"Foreign money" not the environment is the issue...another bogeyman from Harper's closet
By Shawn McCarthy and Steven Chase, Globe and Mail January 10, 2012
Environmentalists are fearful that the Conservative government is planning to limit their advocacy role after Prime Minister Stephen Harper complained that groups flush with “foreign money” are undermining a controversial pipeline review.
Mr. Harper and Natural Resources Minister Joe Oliver stoked activists’ fears in recent days by lashing out at environmental groups that have taken money from U.S. donors to build opposition to the $6.6-billion Northern Gateway pipeline that would carry oil-sands bitumen to the British Columbia coast.
The Conservative-dominated Commons finance committee is set to begin a review of the charity sector, and several activists say government MPs have told business groups that the committee will look at the environmental sector’s transparency, its advocacy role and the flow of funds from outside the country.
Somewhere hanging beside all those pictures of the Queen that the government has ordered to be hung, there must be another conservative party mantra, "It's the money, stupid!"
Certainly, it's not the housing or the health care or the lack of decent jobs and lifestyle that besets the people of Attawapiskat; it's the accounting of some $90 million over the last five years.
And certainly it's not the environment that is the issue in the hearings for the Northern Gateway Pipeline from just north of Edmonton to Kitimat on the west coast, where the Exxon Valdez proved navigation is hazardous, decades ago. It's the "foreign money" that is coming across the border in the form of the environmental lobby to fight this thing, just as that same money has been fighting the Keystone Pipeline in the U.S.
Balancing the interests of Enbridge, the developer of the Gateway Pipeline, and those of the environment is somewhat like training a rabid dog to live in the same cage with a golden retriever without destroying the retriever...it may not be feasible to accomplish.
And we all know that this Canadian government has already taken a position that the environment (the golden retriever) is the sacrificial animal in its equation.

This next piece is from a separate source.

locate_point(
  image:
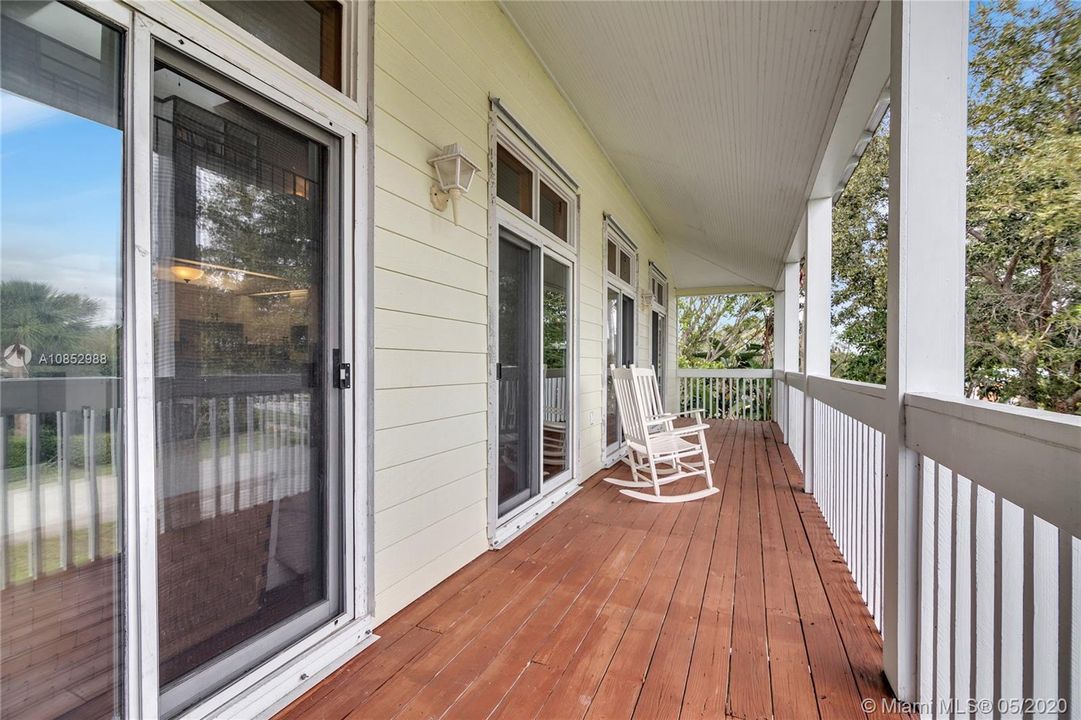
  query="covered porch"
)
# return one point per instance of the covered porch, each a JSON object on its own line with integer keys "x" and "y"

After all, the tar sands project, touted as one of the most environmental disasters by the "green" movement is the source of the crude that would pass through both pipelines and this government has tar-sands crude all over its hands, its budget files, and its campaign finances.

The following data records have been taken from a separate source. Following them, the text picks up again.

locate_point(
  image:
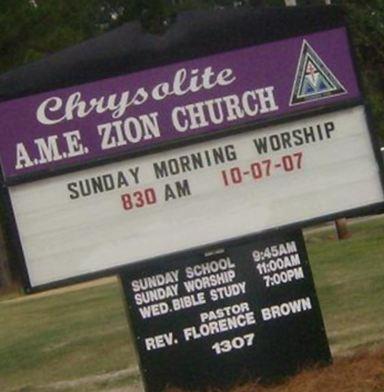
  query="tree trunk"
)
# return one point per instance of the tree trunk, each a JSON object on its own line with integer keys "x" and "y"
{"x": 5, "y": 273}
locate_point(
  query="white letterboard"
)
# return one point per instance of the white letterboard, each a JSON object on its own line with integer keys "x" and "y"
{"x": 116, "y": 214}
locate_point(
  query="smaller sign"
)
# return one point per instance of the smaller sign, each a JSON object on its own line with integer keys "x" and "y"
{"x": 245, "y": 312}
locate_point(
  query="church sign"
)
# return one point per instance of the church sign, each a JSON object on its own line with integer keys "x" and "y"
{"x": 191, "y": 178}
{"x": 127, "y": 169}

One has to wonder if the government is incapable of comprehending something as both abstract and as important as protecting the environment, when its tsar can think only in balance sheets of dollars and votes. Complication, ambiguity and uncertainty are words foreign to the lexicon of this prime minister.
And dollars, and budget figures do not either permit or tolerate any of them...there is both certainty of those black and white digits and political single-mindedness, and of course, the most profound reductionism.

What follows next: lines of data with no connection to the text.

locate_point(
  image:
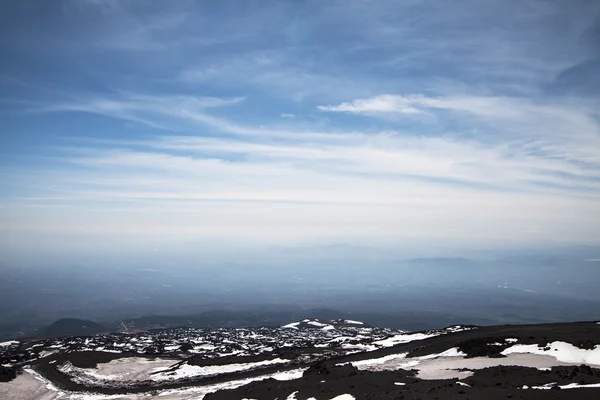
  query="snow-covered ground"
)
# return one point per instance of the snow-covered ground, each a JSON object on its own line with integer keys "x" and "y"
{"x": 561, "y": 351}
{"x": 31, "y": 386}
{"x": 453, "y": 364}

One also has to wonder if this government is the most recent "app" for the tech world, reducing every file to a simply binary choice, dependent on a debate over tainted, or lost, or foreign or unaccounted dollars.
Until, that is, their own spending fails to account for that $50 million nabbed from "border security" and lavished on the folks in Parry Sound-Muskoka.
As Preston Manning reminds the government today in the media, this government too will fall. The question tormenting many of us is, "How soon can we dump it into the trash where it belongs?"